I waited for the starter to get foamy and then dumped that in. Archie also suggested maybe some oxygen was required, so in went the sanitised stainless airstone and 30 seconds of pure oxygen was bubbled through the fermenter.

Two days later and I wasn’t exactly at high krausen, I was more at a sort of “high scum” with an occasional bubble of CO2 from the yeast sediment at the bottom of the fermenter.

Something was happening…albeit very slowly.

A day later and there was a thick and creamy krausen on the surface with some tantalising, but infrequent, bubbling.

Sunday morning the krausen had dropped and was replaced by some rather more violent activity: a swirling hell-storm of a ferment, with streams of bubbles whirling around in the now-turbid apple juice.

The surface of the juice resembled champagne in a saucer-glass with a vigorous effervescense dancing on the surface.

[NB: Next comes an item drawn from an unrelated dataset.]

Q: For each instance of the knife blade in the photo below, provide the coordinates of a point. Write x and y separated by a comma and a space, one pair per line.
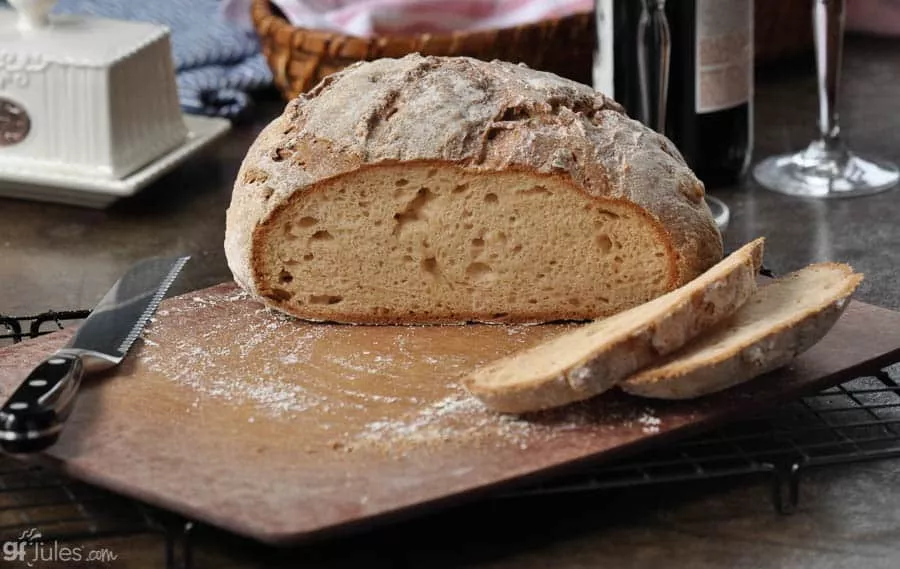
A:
33, 417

As each bubble burst it sent forth a fine mist of liquid – which hung like a thick fog under the glass of the carboy.

Now I’m worried that it’s gone slightly too crazy and we’ll be in fusel alcohol city, but there’s no malt in it, it’s just apple juice and the packet of yeast says it’s fine to ferment anywhere between 12 and 28c (I wish I had that temperature band for beers!)…I guess we’ll just have to see what comes out at the end.

At this rate I suspect it’ll be done in a couple of days…and then it’ll need at least two weeks for the acetaldehyde to be cleared up by the yeast and the whole lot will need to drop clear.

The take-aways?  God, I don’t know: Be patient? Oxygenate two days after sulphiting? Don’t make cider again unless you’ve got a strong mental outlook?

This whole think makes me realize how comfortable I’ve got with fermenting beer…I haven’t had one exercise and prey on my mind as much as this bloody cider…

Should I try wine next? Am I really that much of a glutton for punishment?